Easily compress and convert all your CMS assets into WebP files for improved site performance.
Building on previous WebP image support capabilities, we’re excited to announce that you can now convert your CMS images into WebP files across all Collections in your Webflow sites for improved performance.
Compress and convert all CMS assets across your Collections.
To learn more about the WebP conversion tool and how it works, visit Webflow University.
I can’t compress “all” assets in my CMS Collections. From what I saw, only images that are inserted into image fields are compressed. Images within Rich Text fields are not compressed/converted to WebP. Can you please confirm if this is true?
This is a great new feature! I notice that there are some stipulations:
You can convert as many assets as you want to WebP files. However, there is a request limitation of 100 assets per request, and 10 requests per minute.
I have a CMS collection with 1K+ entries that have multiple image fields. When I use this new feature, it quickly says that my conversion is complete and that I should publish. There is no indication as to HOW many of my files have been converted, how many files are left to convert, or how many requests I have made or have left.
Is there anything that can be done to track this or are we just supposed to keep track of how many times we click the “Compress Assets” button per 10 minutes and then at some point in the future maybe everything that can be converted will be?
At this time, there is no progress indicator so it sounds like for your site it’ll be a good idea to roughly keep track of when the whole CMS has been parsed. I can definitely see how feedback on the process would be very valuable.
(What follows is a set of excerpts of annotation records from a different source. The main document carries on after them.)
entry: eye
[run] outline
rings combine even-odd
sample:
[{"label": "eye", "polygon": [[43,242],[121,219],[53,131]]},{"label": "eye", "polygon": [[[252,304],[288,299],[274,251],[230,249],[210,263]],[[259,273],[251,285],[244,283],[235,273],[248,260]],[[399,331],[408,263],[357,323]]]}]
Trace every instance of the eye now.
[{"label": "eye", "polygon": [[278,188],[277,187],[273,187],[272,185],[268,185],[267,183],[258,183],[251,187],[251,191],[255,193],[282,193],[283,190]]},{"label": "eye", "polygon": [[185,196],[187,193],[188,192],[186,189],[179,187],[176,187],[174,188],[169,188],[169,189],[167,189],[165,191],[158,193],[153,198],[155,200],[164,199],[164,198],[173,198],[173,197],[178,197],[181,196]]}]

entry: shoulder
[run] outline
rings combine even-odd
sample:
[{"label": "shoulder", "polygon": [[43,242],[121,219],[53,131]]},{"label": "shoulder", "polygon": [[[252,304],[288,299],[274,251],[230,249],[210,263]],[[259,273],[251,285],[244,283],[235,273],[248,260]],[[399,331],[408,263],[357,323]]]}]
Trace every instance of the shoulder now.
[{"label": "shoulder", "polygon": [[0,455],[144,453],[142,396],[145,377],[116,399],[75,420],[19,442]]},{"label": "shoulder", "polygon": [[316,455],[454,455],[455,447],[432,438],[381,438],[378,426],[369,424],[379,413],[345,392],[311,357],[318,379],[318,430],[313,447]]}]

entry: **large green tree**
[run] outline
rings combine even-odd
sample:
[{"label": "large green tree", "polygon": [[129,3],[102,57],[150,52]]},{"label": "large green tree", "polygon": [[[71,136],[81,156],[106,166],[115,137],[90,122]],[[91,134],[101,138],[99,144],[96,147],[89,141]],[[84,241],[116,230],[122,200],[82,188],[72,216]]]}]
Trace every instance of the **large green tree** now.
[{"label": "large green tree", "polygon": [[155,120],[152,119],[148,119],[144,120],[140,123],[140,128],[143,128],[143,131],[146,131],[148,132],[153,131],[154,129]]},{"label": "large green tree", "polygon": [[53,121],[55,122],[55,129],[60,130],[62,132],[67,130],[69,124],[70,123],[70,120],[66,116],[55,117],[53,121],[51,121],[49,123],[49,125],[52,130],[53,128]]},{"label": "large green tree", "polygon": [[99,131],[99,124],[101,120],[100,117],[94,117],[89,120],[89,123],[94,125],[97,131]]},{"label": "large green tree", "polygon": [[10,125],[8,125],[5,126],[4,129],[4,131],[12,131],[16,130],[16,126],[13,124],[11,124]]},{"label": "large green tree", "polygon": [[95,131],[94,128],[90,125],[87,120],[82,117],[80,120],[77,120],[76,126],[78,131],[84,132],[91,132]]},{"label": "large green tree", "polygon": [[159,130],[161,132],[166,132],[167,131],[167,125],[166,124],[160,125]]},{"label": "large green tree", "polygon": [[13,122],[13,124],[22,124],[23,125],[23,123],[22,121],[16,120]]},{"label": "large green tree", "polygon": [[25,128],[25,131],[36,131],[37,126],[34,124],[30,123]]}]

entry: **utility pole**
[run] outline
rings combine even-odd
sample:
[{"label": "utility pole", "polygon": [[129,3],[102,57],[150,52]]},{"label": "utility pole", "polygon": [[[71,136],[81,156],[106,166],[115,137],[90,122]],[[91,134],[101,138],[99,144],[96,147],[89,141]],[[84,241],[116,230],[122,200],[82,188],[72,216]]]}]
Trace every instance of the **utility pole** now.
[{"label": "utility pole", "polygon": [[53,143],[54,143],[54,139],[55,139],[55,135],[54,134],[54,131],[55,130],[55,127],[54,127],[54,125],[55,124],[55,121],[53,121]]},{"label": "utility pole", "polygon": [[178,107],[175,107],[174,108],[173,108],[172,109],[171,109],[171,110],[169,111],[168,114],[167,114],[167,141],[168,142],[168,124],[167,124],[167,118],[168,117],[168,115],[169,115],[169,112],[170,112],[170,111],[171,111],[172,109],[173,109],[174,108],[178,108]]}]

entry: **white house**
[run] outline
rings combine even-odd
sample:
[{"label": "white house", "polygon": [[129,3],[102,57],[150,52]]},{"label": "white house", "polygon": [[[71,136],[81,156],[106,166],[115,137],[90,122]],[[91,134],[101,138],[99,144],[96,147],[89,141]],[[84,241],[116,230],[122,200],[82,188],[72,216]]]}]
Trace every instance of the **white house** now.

After the initial first pass, the action will only process new images that have been added whether that is to new CMS items or existing ones.
The feature does work with images that are within Rich Text fields, but images will only be replaced if there are file savings to be had with compression. If the file size is not an improvement, the the original asset file will remain.
Hey @edrock the limitation that you have quoted is just for static asset compression from within the Assets panel. This limitation does not apply to the CMS conversion tool.
The CMS compression tool will do an initial pass on all CMS image assets. Once you see the success message then you know it has finished processing all of them.
Any subsequent runs of the CMS compression tool will only scan for new or replaced assets.
Cripes I thought it would do all assets within the rich-text fields. Will this be added soon or do I manually have to re-import approx 20,000 images across hundreds of rich text fields one by one? :) We are close to our bandwidth limit at times
Hey @matthewpmunger! Thank you for clarifying this. It was my understanding from reading a plethora of other posts that images inside Rich Text Fields are not converted and compress. I have ran the tool multiple times on my site, and have yet to see a single image from the body of the article (images inside a RTF) converted and compressed. Can you please clarify how to make it work? I’ve run the tool at least 60 times already.